Dec 03 2008
I don’t take “Second” place to no one, nohow
I’ve had this book for about 18 years and still haven’t read it! Isn’t that awful??
What happened was this: Many of my readers know that I grew up a fundamentalist, so I wasn’t very empathetic to the women’s movement. (To put it rather mildly.) Then I went to Syracuse University and got my eyes opened to a ton of important things. Gay rights was one of them; and the equality of women and men was another.
I had a lot of feminist writings that served as textbooks in my “Feminist Theology” course: Mary Daly’s Beyond God the Father. Adrienne Rich’s On Lies, Secrets and Silence. And my very very favorite (and it still is), Dale Spender’s Women of Ideas and What Men Have Done to Them. And so on.
But I bought several more books after I finished the term and got home. I read them avidly for several months. Marilyn French. Rebecca Merrill Groothuis, whose book I wrote about several posts back. Janet Radcliffe Richards.
But there were some I missed, some more of the older ones. It was only a couple of years ago that I read the book that seemed to start it all in the early 1960s, The Feminine Mystique, by Betty Friedan. And I’ve never yet read The Second Sexby Simone de Beauvoir, even though I had this book for so long. I guess I needed to come up for air after my intense reading just after Syracuse, and only sporadically plunged in again.

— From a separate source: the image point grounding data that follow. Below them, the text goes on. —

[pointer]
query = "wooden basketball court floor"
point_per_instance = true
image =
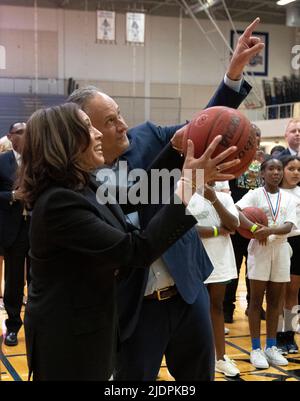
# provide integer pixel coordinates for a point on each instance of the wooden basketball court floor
(14, 367)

So this is another book I haven’t read, that makes me blush to admit it. But I am determined that I willstill read it. Partly because, with the extreme hyper-girly-fication that’s again being rammed down the throats of our young girls, I have a feeling all these books will soon be needed again, for another wave of working toward full human equality. And it’s important not just to know the early history (who now talks about Susan B. Anthony or Elizabeth Cady Stanton or the Grimke sisters?), but to know the whole development, through all the waves.
And Simone de Beauvoir is a crucial piece of that extensive historical story.
hey thanks for stopping by, and congrats on that fiftieth (upcoming) as well… time to get paid right?
Juleah, thanks for visiting! I think you’re right — there’s a difference between academic books and what are called “popular” books. And when you add the extra challenge of trying to read in your second language, it can get very difficult.
Skwguitar, it’s kind of fun, huh? Today is my fiftieth.